Using results from a 2011 cost-earnings survey of small-boat fishermen on Guam, PIFSC Economist Justin Hospital and JIMAR researcher Courtney Beavers recently published a PIFSC Administrative Report, "Economic and Social Characteristics of Guam's Small Boat Fisheries". This paper profiles the Guam boat-based fleet and details current levels of fishing activity, behavioral aspects of fishing, market participation, average trip costs, fishing-related expenditures, levels of investment, the social and cultural considerations of fishing, and attitudes and perceptions of fishers concerning fishing conditions and management. To provide added insights for fishery managers, the results are stratified by boat ownership, targeting behavior, market participation, and membership in the Guam Fishermen's Cooperative Association.
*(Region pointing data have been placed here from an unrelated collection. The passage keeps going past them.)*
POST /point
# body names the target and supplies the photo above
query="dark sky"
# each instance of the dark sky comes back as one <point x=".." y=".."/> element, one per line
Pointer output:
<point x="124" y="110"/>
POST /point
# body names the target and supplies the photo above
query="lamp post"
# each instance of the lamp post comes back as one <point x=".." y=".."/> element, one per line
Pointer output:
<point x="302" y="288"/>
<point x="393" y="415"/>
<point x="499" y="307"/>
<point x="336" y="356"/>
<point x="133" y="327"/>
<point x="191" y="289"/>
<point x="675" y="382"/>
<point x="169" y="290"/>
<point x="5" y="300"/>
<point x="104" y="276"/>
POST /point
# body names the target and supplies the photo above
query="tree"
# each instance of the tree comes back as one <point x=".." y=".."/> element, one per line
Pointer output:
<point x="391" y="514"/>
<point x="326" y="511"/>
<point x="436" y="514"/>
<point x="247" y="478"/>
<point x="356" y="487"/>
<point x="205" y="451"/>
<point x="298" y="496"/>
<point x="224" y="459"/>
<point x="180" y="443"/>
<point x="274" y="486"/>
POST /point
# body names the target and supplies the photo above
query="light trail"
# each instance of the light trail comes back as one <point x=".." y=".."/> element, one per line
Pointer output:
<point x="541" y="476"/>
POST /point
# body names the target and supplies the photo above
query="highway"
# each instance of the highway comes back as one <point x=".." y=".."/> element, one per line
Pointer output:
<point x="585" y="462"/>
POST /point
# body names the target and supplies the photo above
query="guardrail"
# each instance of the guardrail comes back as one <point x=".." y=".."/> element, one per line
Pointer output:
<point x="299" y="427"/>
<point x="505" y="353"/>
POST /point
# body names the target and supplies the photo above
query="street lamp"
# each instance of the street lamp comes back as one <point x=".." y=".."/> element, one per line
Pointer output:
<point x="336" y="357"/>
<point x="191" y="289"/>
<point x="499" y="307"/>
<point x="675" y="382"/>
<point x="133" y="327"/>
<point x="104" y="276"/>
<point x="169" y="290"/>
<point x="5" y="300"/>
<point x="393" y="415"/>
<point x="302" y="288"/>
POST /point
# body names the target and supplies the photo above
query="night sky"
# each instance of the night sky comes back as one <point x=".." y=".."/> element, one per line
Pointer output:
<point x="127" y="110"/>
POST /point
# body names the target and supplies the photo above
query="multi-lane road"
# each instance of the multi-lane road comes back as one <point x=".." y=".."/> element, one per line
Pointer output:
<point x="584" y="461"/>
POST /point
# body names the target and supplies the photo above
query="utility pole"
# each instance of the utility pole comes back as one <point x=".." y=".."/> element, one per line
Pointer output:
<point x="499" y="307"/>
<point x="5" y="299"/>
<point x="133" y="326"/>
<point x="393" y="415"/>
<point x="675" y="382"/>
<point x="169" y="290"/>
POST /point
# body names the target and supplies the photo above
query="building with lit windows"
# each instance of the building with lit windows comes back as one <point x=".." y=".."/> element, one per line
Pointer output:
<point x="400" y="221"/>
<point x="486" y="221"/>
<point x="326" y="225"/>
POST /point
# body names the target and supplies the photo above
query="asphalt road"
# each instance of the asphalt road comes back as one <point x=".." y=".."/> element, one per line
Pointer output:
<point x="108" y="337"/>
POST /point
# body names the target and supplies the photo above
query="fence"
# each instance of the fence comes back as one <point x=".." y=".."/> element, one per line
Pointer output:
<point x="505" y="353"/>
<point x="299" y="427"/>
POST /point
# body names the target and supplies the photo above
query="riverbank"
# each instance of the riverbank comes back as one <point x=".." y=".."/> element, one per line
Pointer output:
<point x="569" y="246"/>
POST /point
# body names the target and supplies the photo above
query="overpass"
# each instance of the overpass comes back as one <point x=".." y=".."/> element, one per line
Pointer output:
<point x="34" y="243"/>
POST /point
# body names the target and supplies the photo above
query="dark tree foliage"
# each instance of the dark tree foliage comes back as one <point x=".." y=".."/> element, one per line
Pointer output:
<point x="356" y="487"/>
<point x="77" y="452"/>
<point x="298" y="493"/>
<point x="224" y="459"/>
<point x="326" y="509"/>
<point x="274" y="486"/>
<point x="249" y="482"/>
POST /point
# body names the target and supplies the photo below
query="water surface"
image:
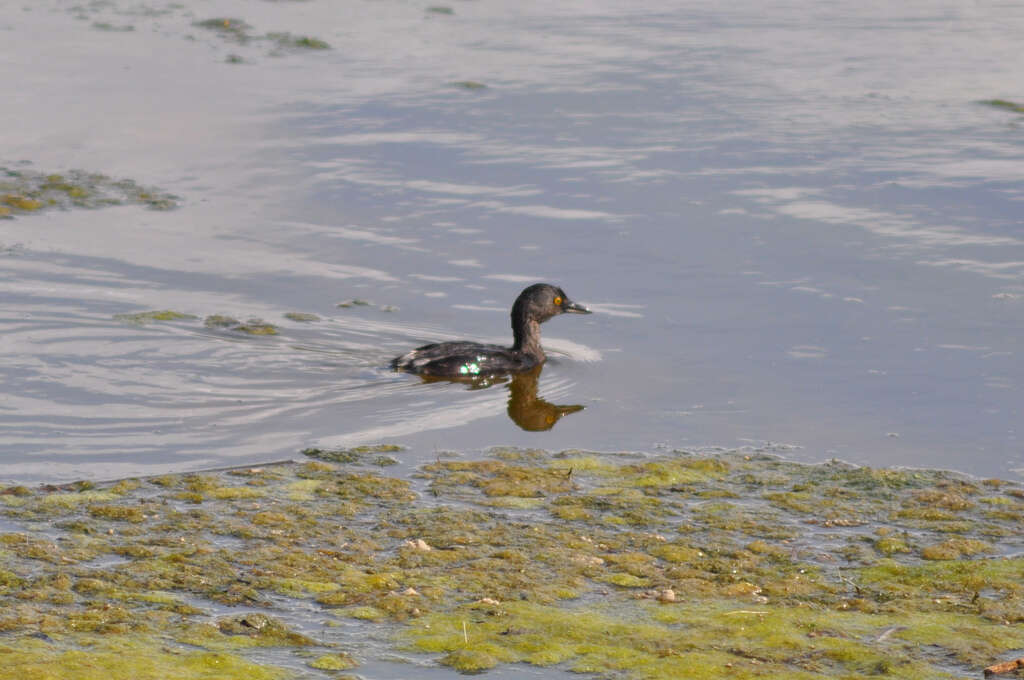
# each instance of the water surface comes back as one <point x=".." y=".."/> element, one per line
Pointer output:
<point x="797" y="226"/>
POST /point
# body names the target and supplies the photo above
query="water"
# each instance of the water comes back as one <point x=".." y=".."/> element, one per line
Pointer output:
<point x="795" y="224"/>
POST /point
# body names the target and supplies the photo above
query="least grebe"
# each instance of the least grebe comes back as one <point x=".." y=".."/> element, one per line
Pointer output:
<point x="465" y="359"/>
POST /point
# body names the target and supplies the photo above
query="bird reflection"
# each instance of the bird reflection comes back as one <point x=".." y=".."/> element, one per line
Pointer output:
<point x="526" y="410"/>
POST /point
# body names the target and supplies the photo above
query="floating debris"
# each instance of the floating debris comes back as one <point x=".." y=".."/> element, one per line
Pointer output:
<point x="301" y="316"/>
<point x="220" y="321"/>
<point x="28" y="190"/>
<point x="288" y="41"/>
<point x="1007" y="105"/>
<point x="233" y="30"/>
<point x="737" y="564"/>
<point x="355" y="454"/>
<point x="102" y="26"/>
<point x="353" y="303"/>
<point x="142" y="317"/>
<point x="237" y="31"/>
<point x="252" y="327"/>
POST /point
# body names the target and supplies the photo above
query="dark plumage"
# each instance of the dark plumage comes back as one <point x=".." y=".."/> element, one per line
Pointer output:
<point x="465" y="359"/>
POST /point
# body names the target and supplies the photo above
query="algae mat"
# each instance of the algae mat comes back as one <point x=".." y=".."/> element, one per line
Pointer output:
<point x="736" y="564"/>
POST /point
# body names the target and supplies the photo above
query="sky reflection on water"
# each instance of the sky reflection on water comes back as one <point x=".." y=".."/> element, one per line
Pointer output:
<point x="798" y="226"/>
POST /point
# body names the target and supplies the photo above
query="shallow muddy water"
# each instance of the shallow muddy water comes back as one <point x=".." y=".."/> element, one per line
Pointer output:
<point x="799" y="226"/>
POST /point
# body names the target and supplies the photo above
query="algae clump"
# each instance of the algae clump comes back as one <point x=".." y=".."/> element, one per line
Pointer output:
<point x="620" y="565"/>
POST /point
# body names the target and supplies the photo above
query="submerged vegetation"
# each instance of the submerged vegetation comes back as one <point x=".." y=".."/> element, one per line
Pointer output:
<point x="684" y="565"/>
<point x="24" y="190"/>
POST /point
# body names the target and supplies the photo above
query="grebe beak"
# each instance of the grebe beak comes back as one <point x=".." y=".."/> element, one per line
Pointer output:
<point x="574" y="307"/>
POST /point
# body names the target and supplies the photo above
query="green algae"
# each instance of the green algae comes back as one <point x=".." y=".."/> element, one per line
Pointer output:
<point x="256" y="327"/>
<point x="142" y="317"/>
<point x="339" y="662"/>
<point x="361" y="454"/>
<point x="239" y="32"/>
<point x="251" y="327"/>
<point x="24" y="192"/>
<point x="355" y="302"/>
<point x="301" y="316"/>
<point x="619" y="565"/>
<point x="1005" y="104"/>
<point x="288" y="41"/>
<point x="233" y="30"/>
The primary fishing method of small-boat fishers in Guam is trolling, using artificial lures to catch pelagic species.
The primary fishing method of small-boat fishers in Guam is trolling, using artificial lures to catch pelagic species.

Based on the average catch disposition of Guam landings, it is clear that social and cultural motivations are balanced with economic prospects, as a large percentage of fishermen identify themselves as subsistence fishermen, selling fish occasionally to recover trip expenses. The rising costs of fishing and changing weather and climate were cited as primary reasons fishing in the region has been more difficult in recent years. Despite such challenges, most fishermen believed that more people will be involved in fishing in the near future, due to the cultural importance of fishing and the poor economy. The report provides baseline information that can be used to inform future evaluations of management alternatives and actions.